A house is the biggest investment that most people will make in a lifetime, and probably for this reason alone, the process is unnerving. Potential buyers don’t take purchasing a home lightly, but go into it with fear and trembling. They are fearful of making a horrible mistake, with which they’ll have to live for a very long time. If you are in the midst of what is described above, and singing the “purchasing a home blues”, this article is for you. The following 8 steps will help you kick fear to the curb.
- Contact a professional realtor.
You will be surprised at how your headache will dissipate following her hire. A realtor that knows the ends and outs of buying a home, and is knowledgeable of the surrounding area, is priceless.
- Know Your Credit Score
Lenders will investigate your finances. They will assess how often you pay your bills and if they are paid on time. How well you do will determine where you fall on the scale that is between 300-900. The higher the credit score, the better risk you are deemed to be. You have the right to know what your credit score is, and you should check it out before attempting to buy a home. Canada’s two credit reporting agencies are: TransUnion and Equifax.
- Be Realistic
Be honest with your realtor, and with yourself about how much house you can afford. Of course you want to find a house that is comfortable for you and your family, however it should especially be a comfortable fit financially. Keep in mind that your home expenses shouldn’t exceed 28 percent of your gross monthly income.
Having a pre-approval in hand when shopping for a house is a good idea.

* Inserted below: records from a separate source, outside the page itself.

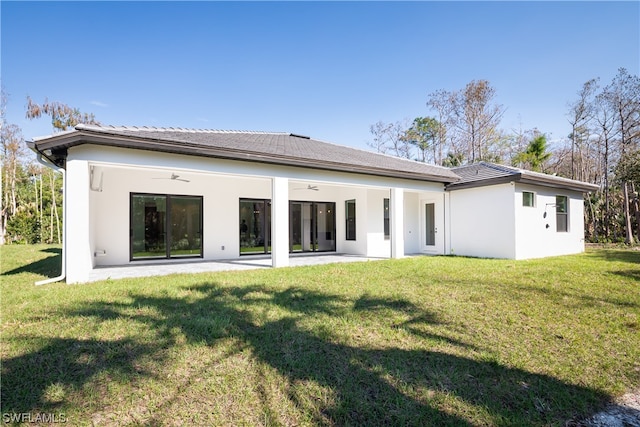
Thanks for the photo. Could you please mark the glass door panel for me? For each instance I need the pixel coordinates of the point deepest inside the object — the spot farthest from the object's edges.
(325, 227)
(430, 224)
(255, 226)
(312, 227)
(148, 226)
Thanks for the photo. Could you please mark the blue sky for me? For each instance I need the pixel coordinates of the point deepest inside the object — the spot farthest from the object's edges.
(324, 69)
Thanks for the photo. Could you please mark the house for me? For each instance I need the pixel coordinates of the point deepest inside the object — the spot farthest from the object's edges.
(158, 195)
(499, 211)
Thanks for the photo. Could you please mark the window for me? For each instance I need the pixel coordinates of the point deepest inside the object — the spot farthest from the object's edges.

It is one sure way of knowing exactly how much house you can afford (see number 2). It will assist you in narrowing your search to the homes that are within your price range.
- Think Long Term
There is a delicate balance between finding a house within your budget, and one that will grow with your family. It doesn’t make too much sense to purchase a home that is so small that it won’t meet your immediate needs. However, it could be that the home you choose is a tiny bit smaller than you expect to need, but it is within your price range and has renovation potential. You might add space down the road.
- Make an Offer on the Property
Your search has finally come to an end, or so you hope. Your realtor has lead you to the perfect home that fits your need, and now it is time to make an offer. Your realtor will handle this for you. You already know that the house is within your budget, but the offer your realtor will make will include a little wiggle room.
- Get an Inspection
The lender will call for an appraisal on the home you’ve chosen to purchase. This is to protect their investment. In addition to the appraisal, also have the home inspected, prior to closing. If the inspector discovers problems, the seller may be responsible for fixing them before closing the deal.
The closing is the culmination of the entire buying process. It is the date and time in which ownership of the home is transferred to you, the buyer. The transaction most often takes place at the title company. Attorneys may represent the buyer and lender, though it isn’t required.